Deep neural networks suffer from decision opacity, hindering their deployment in high-stakes domains such as healthcare and autonomous driving. Existing Class Activation Mapping (CAM) methods exhibit poor robustness against gradient perturbations and incur substantial computational overhead. To address these limitations, we propose CF-CAM—a novel framework integrating density-aware channel clustering (via DBSCAN) with cluster-conditioned bilateral gradient filtering, enabling simultaneous noise suppression and precise localization of discriminative object boundaries. Furthermore, CF-CAM incorporates hierarchical importance weighting and gradient recalibration to jointly optimize explanation faithfulness and robustness. Extensive experiments demonstrate that CF-CAM consistently outperforms state-of-the-art CAM methods across multiple benchmarks—including ImageNet, CUB-200, and PASCAL VOC—while achieving significantly lower computational latency. Its lightweight design enables direct integration into safety-critical real-time systems without architectural modification.

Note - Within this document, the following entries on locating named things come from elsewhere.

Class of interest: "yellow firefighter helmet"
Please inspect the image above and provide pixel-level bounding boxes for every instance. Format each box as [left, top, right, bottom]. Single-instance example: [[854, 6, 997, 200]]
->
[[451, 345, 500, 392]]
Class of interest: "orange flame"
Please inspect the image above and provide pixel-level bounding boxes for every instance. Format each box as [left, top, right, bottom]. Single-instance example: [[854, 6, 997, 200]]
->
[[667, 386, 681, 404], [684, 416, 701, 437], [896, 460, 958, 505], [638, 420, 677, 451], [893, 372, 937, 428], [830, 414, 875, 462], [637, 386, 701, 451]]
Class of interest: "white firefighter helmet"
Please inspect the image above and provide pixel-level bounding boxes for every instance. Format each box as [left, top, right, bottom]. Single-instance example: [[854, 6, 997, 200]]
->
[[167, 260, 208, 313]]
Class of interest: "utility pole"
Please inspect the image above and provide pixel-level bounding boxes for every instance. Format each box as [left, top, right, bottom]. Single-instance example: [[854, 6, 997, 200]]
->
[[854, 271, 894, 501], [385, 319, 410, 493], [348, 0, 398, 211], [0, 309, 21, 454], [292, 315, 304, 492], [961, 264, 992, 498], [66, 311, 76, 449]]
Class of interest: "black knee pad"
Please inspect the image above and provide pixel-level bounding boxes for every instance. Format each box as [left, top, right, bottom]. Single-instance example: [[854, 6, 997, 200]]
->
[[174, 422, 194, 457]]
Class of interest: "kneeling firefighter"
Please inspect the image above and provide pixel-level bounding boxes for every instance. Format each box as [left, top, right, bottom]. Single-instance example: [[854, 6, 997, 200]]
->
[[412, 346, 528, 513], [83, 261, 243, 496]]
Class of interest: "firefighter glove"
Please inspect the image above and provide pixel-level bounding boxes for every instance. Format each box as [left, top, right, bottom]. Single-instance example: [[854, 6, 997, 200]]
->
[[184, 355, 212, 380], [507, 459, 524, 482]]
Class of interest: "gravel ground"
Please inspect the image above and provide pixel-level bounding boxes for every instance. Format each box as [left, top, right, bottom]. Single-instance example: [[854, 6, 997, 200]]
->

As deep learning continues to advance, the opacity of neural network decision-making remains a critical challenge, limiting trust and applicability in high-stakes domains. Class Activation Mapping (CAM) techniques have emerged as a key approach to visualizing model decisions, yet existing methods face inherent trade-offs. Gradient-based CAM variants suffer from sensitivity to gradient perturbations, leading to unstable and unreliable explanations. Conversely, gradient-free approaches mitigate gradient instability but incur significant computational overhead and inference latency. To address these limitations, we propose Cluster Filter Class Activation Map (CF-CAM), a novel framework that reintroduces gradient-based weighting while enhancing robustness against gradient noise. CF-CAM employs a hierarchical importance weighting strategy to balance discriminative feature preservation and noise elimination. A density-aware channel clustering via Density-Based Spatial Clustering of Applications with Noise (DBSCAN) groups semantically relevant feature channels and discard noise-prone activations. Additionally, cluster-conditioned gradient filtering leverages bilateral filters to refine gradient signals, preserving edge-aware localization while suppressing noise impact. Experiment results demonstrate that CF-CAM achieves superior interpretability performance while maintaining resilience to gradient perturbations, outperforming state-of-the-art CAM methods in faithfulness and robustness. By effectively mitigating gradient instability without excessive computational cost, CF-CAM provides a reliable solution for enhancing the interpretability of deep neural networks in critical applications such as medical diagnosis and autonomous driving.